どもども。歌舞伎町でホストクラブを運営するNEW GENERATION GROUP(ニュージェネレーショングループ)オーナーの桑田龍征です。
今回の記事では、「成長するためには背伸びせした関係を作った方がいい」という話を、「コンフォートゾーン」という概念と一緒に解説してみます。
コンフォートゾーンの外は不安と恐怖だらけ
これは心理学の用語で、「ストレスや不安がなく、限りなく落ち着いた精神状態でいられる場所」を指します。
そして人は、そのコンフォートゾーンから離れれば離れるほど、恐怖や不安が大きくなります。
たとえば読者のあなたが、サッカー日本代表の久保建英選手や、バイオリニストの葉加瀬太郎さん、楽天の三木谷社長と一緒に過ごすことになったら、どう感じるでしょうか。
もちろん嬉しさもあると思いますが、心身にかなりのストレスがかかると思います。
気分は落ち着かないでしょうし、ドッと疲れがたまるでしょう。
それは、彼らがあなたのコンフォートゾーンの外側の、しかも大きく離れた場所にいる人物だからです。

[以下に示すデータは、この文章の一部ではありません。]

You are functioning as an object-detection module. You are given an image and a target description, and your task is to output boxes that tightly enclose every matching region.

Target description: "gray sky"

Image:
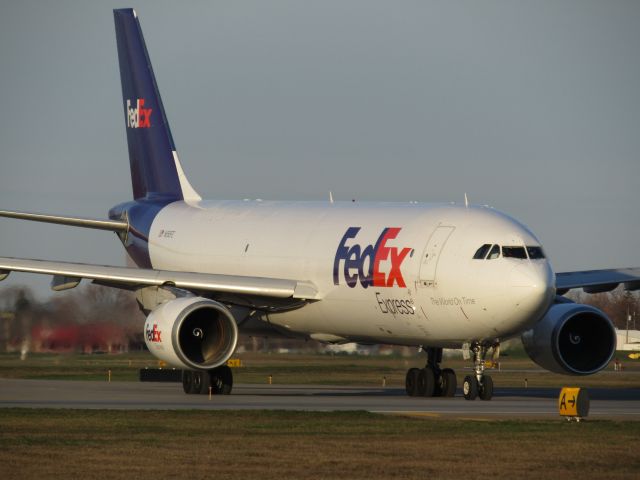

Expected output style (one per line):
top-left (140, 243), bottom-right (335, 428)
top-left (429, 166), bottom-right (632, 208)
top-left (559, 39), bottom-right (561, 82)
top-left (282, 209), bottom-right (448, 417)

top-left (0, 0), bottom-right (640, 296)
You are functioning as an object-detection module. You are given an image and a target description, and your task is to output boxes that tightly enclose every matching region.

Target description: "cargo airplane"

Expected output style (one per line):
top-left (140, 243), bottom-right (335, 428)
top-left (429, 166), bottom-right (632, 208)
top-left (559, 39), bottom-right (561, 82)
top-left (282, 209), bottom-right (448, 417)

top-left (0, 9), bottom-right (640, 400)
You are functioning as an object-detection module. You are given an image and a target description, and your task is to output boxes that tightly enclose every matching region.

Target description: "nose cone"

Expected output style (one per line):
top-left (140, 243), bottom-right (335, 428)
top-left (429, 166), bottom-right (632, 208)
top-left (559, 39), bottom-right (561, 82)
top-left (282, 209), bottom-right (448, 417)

top-left (509, 261), bottom-right (556, 325)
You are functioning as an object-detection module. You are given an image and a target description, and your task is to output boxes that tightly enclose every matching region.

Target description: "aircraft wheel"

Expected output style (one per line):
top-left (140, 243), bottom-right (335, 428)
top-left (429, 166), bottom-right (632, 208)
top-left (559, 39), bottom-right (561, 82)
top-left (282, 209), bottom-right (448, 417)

top-left (404, 368), bottom-right (420, 397)
top-left (418, 367), bottom-right (436, 397)
top-left (438, 368), bottom-right (458, 397)
top-left (182, 370), bottom-right (193, 393)
top-left (478, 375), bottom-right (493, 400)
top-left (207, 365), bottom-right (233, 395)
top-left (462, 375), bottom-right (478, 400)
top-left (191, 372), bottom-right (209, 394)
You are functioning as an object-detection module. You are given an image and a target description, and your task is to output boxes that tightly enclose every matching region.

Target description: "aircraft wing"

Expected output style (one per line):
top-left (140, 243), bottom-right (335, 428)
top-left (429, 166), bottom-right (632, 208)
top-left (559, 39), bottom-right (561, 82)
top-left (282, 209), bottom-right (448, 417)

top-left (0, 257), bottom-right (319, 300)
top-left (556, 268), bottom-right (640, 295)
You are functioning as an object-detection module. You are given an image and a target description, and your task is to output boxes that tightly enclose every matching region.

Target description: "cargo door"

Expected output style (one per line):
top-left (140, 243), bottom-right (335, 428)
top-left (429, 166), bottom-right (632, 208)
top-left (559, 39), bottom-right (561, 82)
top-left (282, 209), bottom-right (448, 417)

top-left (418, 226), bottom-right (456, 287)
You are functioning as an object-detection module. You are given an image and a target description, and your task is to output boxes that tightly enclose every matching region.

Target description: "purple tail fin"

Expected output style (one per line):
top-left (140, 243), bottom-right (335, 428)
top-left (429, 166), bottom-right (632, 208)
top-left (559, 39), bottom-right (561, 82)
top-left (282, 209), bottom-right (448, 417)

top-left (113, 8), bottom-right (199, 201)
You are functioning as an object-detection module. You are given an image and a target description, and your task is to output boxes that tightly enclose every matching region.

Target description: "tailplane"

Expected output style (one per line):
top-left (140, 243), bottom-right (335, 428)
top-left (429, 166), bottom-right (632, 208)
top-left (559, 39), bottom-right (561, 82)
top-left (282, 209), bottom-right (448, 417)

top-left (113, 8), bottom-right (201, 201)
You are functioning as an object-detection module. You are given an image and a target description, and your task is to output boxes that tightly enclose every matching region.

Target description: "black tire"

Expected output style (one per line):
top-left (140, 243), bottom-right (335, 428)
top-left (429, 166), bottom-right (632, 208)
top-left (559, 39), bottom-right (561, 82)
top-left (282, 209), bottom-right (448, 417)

top-left (207, 365), bottom-right (233, 395)
top-left (404, 368), bottom-right (420, 397)
top-left (182, 370), bottom-right (193, 393)
top-left (418, 367), bottom-right (436, 397)
top-left (191, 372), bottom-right (209, 395)
top-left (478, 375), bottom-right (493, 400)
top-left (462, 375), bottom-right (478, 400)
top-left (438, 368), bottom-right (458, 397)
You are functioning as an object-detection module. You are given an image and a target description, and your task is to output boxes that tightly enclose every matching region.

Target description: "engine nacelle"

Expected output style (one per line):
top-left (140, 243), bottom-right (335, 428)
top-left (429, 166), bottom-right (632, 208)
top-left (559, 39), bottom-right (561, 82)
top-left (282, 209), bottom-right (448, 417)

top-left (522, 303), bottom-right (616, 375)
top-left (144, 297), bottom-right (238, 370)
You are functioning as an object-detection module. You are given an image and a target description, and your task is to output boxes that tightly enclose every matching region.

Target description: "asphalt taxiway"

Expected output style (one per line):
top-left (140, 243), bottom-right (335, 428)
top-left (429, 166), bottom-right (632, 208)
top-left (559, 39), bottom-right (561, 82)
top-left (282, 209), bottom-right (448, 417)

top-left (0, 379), bottom-right (640, 420)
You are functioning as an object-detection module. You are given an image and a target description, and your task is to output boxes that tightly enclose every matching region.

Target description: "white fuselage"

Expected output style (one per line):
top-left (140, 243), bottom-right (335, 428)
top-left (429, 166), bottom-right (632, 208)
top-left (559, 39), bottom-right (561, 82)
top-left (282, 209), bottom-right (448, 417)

top-left (149, 201), bottom-right (555, 347)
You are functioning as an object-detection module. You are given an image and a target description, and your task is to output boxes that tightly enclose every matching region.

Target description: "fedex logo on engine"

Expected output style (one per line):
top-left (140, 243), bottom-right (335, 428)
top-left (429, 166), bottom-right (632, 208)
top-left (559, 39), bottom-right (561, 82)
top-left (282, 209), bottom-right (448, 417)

top-left (127, 98), bottom-right (152, 128)
top-left (333, 227), bottom-right (412, 288)
top-left (145, 323), bottom-right (162, 343)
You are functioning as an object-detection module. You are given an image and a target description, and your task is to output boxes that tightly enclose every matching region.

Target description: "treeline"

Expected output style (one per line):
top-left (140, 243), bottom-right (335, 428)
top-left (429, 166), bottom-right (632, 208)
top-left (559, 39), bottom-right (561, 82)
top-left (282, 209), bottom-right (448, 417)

top-left (567, 287), bottom-right (640, 330)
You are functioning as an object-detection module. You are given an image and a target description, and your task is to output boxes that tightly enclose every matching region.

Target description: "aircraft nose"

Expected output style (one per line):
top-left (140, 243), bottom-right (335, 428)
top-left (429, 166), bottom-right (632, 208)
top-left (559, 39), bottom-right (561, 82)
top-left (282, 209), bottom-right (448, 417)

top-left (509, 262), bottom-right (556, 312)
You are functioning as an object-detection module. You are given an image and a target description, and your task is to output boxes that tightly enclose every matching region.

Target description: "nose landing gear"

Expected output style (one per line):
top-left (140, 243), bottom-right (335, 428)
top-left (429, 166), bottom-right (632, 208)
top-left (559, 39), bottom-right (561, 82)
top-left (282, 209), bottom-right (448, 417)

top-left (405, 348), bottom-right (457, 397)
top-left (462, 342), bottom-right (498, 400)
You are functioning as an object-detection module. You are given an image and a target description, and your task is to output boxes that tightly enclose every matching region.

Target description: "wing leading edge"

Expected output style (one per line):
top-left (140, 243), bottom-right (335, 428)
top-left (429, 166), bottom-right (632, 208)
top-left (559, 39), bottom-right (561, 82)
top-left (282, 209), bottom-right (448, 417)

top-left (0, 257), bottom-right (320, 300)
top-left (556, 268), bottom-right (640, 295)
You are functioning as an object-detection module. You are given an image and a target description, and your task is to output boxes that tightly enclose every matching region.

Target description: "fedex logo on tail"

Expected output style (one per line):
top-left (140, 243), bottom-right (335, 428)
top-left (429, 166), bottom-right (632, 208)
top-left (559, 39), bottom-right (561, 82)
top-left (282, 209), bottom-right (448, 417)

top-left (333, 227), bottom-right (412, 288)
top-left (127, 98), bottom-right (152, 128)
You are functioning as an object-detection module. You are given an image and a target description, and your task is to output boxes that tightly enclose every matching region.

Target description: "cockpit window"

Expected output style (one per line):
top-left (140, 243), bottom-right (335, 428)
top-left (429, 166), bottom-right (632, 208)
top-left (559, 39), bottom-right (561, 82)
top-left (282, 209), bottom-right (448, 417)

top-left (502, 247), bottom-right (527, 260)
top-left (473, 243), bottom-right (491, 260)
top-left (527, 247), bottom-right (545, 260)
top-left (487, 245), bottom-right (500, 260)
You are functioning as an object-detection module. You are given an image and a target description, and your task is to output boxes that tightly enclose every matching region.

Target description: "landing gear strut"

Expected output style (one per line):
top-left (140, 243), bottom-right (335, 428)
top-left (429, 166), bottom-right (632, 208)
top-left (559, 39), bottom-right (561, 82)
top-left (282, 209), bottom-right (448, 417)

あなたは彼らとどう接すればいいか分からないでしょうし、彼らを化け物のような存在にも感じるかもしれません。
しかし、です。
もしあなたが、彼らのような存在に自分がなりたいなら、彼らの近くの環境で過ごすべきです。
自分が化け物になりたいなら、化け物のいる環境に行かないと成長できないからです。
コンフォートゾーンの外に出ることで人は成長する
そこに祖父母や親戚が加わったり、近所の人が加わったりして、幼稚園や保育園に通いだしたら、最初は怖かったその場所も、自分にとってのコンフォートゾーンに変わっていきます。
つまり、コンフォートゾーンを広げるには、自分のコンフォートゾーンの外へと出ていくことが必要なわけです。
そして小学生、中学生、高校生と成長していくなかでは、学校をコンフォートゾーンに変えながら、部活や趣味の分野で、より広い世界へと出ていく人もいるでしょう。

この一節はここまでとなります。